Research Project: BLOC-1-dependent trafficking mechanisms regulate neurite outgrowth similar to alterations observed in MeCP2 altered cells.
Rett syndrome (RTT) is a severe neurodevelopmental disorder with autistic features that results from mutations in the MECP2 gene, which is located on the X-chromosome. A prevailing hypothesis is that synaptic function is altered in RTT. However, the precise cellular and molecular mechanisms underlying synaptic defects observed in this disease are not completely understood. Epidemiological genetics indicates that genetic factors contributing to autistic phenotypes, such as those observed in RTT, overlap with the genetic etiology of major psychoses, such as SZ. However, there are no known molecular mechanisms unifying RTT’s autistic features, SZ, and defective synaptic function.
We propose that the SZ susceptibility factor, dysbindin (encoded by the DTNBP1 locus) and its interacting proteins, define a pathway controlled by MeCP2 that regulates vesicle traffic to the synapse necessary for proper synaptic function and structure. The DTNBP1 gene is among the strongest genes implicated in SZ. DTNBP1 encodes dysbindin, a protein that form part of a protein complex, the dysbindin-BLOC-1 complex. Subunits of this complex, pallidin and dysbindin, are targeted to the synapse and their expression is reduced in the brains of patients with SZ. We demonstrated that the dysbindin-BLOC-1 complex participates in the generation of vesicle carriers that deliver synaptic membrane proteins from cell body endosomes to nerve terminals. Furthermore, we have established that synaptic expression of dysbindin-BLOC-1 complex subunits is drastically reduced in synapses of Mecp2 mutant mice determined by quantitative confocal and immuno-electron microscopy. Our findings are further supported by the observation that the expression of dysbindin-BLOC-1 subunit mRNAs are altered in the hypothalami from mouse models of RTT.

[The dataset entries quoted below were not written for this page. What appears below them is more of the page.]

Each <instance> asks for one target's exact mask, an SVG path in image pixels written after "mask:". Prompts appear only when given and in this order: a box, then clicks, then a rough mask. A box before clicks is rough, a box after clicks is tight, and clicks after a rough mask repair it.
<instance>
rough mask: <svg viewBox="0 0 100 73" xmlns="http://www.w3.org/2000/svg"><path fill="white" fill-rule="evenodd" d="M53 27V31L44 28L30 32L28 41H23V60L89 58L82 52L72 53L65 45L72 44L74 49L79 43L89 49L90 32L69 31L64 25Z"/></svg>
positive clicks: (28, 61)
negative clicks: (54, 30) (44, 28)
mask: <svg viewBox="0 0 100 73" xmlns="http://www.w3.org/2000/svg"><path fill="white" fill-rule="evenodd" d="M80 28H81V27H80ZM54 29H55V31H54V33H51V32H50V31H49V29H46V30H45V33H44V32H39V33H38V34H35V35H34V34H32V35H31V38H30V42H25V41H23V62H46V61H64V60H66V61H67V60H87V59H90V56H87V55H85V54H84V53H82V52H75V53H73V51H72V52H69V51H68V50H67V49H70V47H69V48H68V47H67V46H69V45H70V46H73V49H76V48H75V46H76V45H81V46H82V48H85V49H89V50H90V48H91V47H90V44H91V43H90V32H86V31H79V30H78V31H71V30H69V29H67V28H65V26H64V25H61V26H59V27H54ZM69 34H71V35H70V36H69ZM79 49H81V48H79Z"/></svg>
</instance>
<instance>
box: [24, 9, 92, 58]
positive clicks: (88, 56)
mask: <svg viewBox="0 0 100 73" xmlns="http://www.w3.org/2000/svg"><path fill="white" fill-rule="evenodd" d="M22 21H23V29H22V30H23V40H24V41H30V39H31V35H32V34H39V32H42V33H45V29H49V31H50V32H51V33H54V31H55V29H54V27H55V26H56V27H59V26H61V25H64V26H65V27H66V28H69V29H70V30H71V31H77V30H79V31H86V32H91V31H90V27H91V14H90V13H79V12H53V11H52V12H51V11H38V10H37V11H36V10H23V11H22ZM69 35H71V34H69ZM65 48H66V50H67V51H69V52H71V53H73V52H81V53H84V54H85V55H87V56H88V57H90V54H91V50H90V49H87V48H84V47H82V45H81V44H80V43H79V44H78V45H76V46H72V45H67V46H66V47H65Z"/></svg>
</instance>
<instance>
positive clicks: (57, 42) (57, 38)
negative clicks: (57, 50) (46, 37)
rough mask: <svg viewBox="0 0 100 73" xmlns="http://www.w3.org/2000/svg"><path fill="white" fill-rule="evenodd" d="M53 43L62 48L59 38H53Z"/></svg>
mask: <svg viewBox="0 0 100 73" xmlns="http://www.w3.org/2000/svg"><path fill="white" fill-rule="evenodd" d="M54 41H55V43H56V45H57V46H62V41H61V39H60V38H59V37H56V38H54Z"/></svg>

These fundamental observations lead us to hypothesize that impaired dysbindin-BLOC-1-dependent vesicle traffic to the synapse contributes to the synaptic phenotypes observed in MeCP2 null mice.
Currently, we are comparing neurite outgrowth in cells in culture with altered BLOC-1 or MeCP2 content under different variables. Using immunoblotting, confocal microscopy and qt-PCR, we will document these changes.